CFD providers normally charge a premium for holding the positions overnight and this figure can run as high as plus or minus 4 per cent – which can add up very quickly, especially on large position sizes.

Depending on your trading strategy, you can choose between CFDs biased to either the underlying cash markets or futures markets. Cash index CFDs have no pre-defined expiry date, while index futures CFDs can be ‘rolled-over,’ and thus are favoured for longer-term trades.

“Most index clients have a directional view on the market, and they want to take a position on that,” says Ordway. “They like the fact that they are able to trade on a more ‘macro’ economic level, and they don’t have the exposure to individual company risk that they have when trading equity CFDs.”

Because of the greater liquidity involved in index CFDs, the providers offer much more leverage than equity CFDs. Margins are usually 1 per cent but in in some cases can be as low as 0.25 per cent for the major indices – meaning 400 per cent leverage.

Index CFDs are also used for hedging purposes, says Ordway. “Occasionally traders will take a short position against the ASX 200 as some protection against a fall in their stock portfolio of stock. If they went stock by stock, they could get a perfect hedge, but doing it through the index CFD is a quick way to get an approximate hedge,” she says.

Chris Weston, head of sales and research at IG Markets, says the “overwhelming bulk of use” of index CFDs is for speculation. “That’s the vast majority of activity, people taking a view on an individual market – through either a fundamental or a technical reason – and expressing a view on the direction of the index.”

But Weston says many of the “more savvy” clients are using index CFDs in a ‘pairs trade,’ taking simultaneous long/short positions to play the relative attractiveness of indices. In a pairs trade, it does not matter if the markets are rising or falling, just that the ‘long’ side outperforms the ‘short’ side of the trade.

“At the moment, the US markets are looking a bit tired, and investors have been prepared to back the Australian and Japanese markets to outperform the US market. They’ve been buying the ASX 200 cash CFD or the Nikkei 225 CFD, and shorting either the S&P 500 CFD, or the Dow Jones CFD.”

The disappointing third-quarter earnings season in the US, the petering out of the latest ‘liquidity rally’ following the Federal Reserve meeting in September, the imminent election and the looming ‘fiscal cliff’ are all factors in the US markets’ downturn, says Weston.

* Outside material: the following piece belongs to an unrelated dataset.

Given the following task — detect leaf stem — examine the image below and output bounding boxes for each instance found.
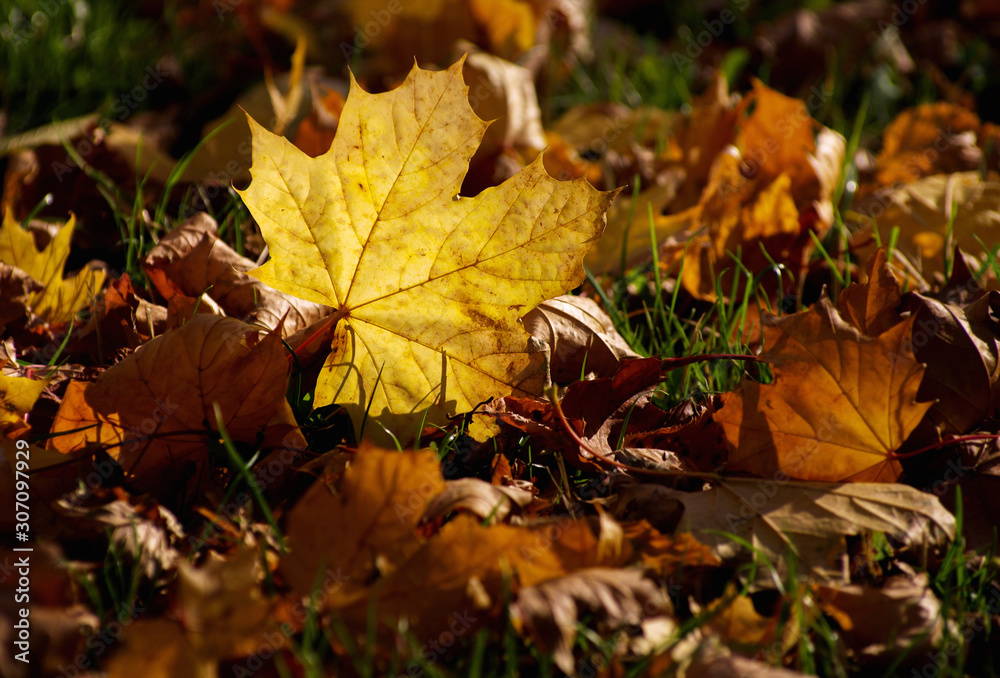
[885,434,1000,460]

“Third-quarter earnings were pretty weak, especially when you look at the amount of companies failing to match revenue expectations. There are a few US-centric issues that are worrying the US markets, and they seem to lack a catalyst to push them higher.”

In contrast, he says, both the S&P/ASX 200 and the Nikkei “seem to want to go higher.”

“With the US$/yen rate pushing through 80, the Japanese exporters start to improve their profitably significantly,” says Weston. “Sony, Nissan, Toyota – they all have a lot of upside to a weaker yen, and the Nikkei is very sensitive to that. It looks like it wants to go higher, so that long Nikkei/short S&P 500 just looks like a really clever trade at the moment.

“I wouldn’t say that this kind of pairs trading is really prominent at a retail level, but a lot of hedge funds and active traders do it, because it is just a really interesting way of trading tactically from a very fundamental perspective,” says Weston.